BACKGROUND.
Inhibitor of DNA binding 2 (Id2), a helix‐loop‐helix protein of the inhibitor of differentiation (ID) family, is involved in hematopoiesis, mainly through interaction with the E‐family of transcription factors. Recent studies have shown that Id2 is overexpressed in some types of B‐cell lymphoma, including classical Hodgkin lymphoma.
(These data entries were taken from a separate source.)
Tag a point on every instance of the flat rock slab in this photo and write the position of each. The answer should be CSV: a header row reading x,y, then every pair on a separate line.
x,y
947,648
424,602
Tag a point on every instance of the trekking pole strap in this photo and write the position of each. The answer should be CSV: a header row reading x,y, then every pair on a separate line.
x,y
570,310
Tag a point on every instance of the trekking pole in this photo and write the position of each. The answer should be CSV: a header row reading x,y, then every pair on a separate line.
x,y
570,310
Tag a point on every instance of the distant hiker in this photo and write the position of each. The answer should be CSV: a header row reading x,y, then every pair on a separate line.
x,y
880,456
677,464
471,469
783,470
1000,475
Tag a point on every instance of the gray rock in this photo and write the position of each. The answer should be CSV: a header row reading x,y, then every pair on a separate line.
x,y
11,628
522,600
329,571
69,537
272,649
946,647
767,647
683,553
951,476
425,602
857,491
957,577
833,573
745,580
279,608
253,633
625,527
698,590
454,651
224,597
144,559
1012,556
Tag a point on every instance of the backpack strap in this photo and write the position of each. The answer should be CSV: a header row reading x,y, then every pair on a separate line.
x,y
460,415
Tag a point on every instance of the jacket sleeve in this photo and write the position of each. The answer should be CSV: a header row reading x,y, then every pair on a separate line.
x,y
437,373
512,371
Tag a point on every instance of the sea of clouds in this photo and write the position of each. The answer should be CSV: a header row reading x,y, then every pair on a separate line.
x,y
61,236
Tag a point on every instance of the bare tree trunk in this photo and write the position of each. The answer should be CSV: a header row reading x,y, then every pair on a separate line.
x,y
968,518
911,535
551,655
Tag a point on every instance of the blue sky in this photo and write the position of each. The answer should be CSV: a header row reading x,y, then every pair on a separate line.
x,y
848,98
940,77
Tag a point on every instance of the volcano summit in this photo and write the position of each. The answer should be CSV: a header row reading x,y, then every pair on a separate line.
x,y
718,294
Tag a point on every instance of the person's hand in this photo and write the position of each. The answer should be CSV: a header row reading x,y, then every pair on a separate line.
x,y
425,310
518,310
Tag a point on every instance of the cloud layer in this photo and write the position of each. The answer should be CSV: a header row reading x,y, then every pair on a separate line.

The authors of the current study hypothesized that Id2 also is overexpressed in T‐cell lymphomas.
METHODS.
By using reverse‐transcriptase polymerase chain reaction (RT‐PCR) and Western blot analyses, high Id2 messenger RNA (mRNA) and protein levels, respectively, were detected in all 4 T‐cell anaplastic large cell lymphoma (ALCL) cell lines that were tested.
RESULTS.
Immunohistochemistry results indicated that Id2 was expressed strongly in 21 of 27 (78%) ALCL tumors (79% anaplastic lymphoma kinase [ALK]‐negative and 75% ALK‐positive), in 5 of 10 (50%) extranodal natural killer/T (NK/T)‐cell lymphomas of the nasal type, in 2 of 8 (25%) cutaneous ALCLs, in 2 of 9 (22%) enteropathy type T‐cell lymphomas, in 1 of 5 (20%) peripheral T‐cell lymphomas not otherwise specified, and in 1 of 8 (13%) T‐cell prolymphocytic leukemias. Other types of T‐cell lymphoma were negative for Id2. Because it is known that myc is expressed in ALCL, myc was inhibited selectively in 2 ALCL cell lines, resulting in a concentration‐dependent decrease in Id2 mRNA and protein levels. Conversely, forced expression of myc in HEK 293T cells using an myc/green fluorescent protein adenoviral vector resulted in Id2 up‐regulation.
CONCLUSIONS.
Taken together, the current data suggest that Id2 commonly is overexpressed in highly proliferative T‐cell lymphomas, and its expression may result from transcriptional activation of myc in these tumors. Cancer 2008. © 2007 American Cancer Society.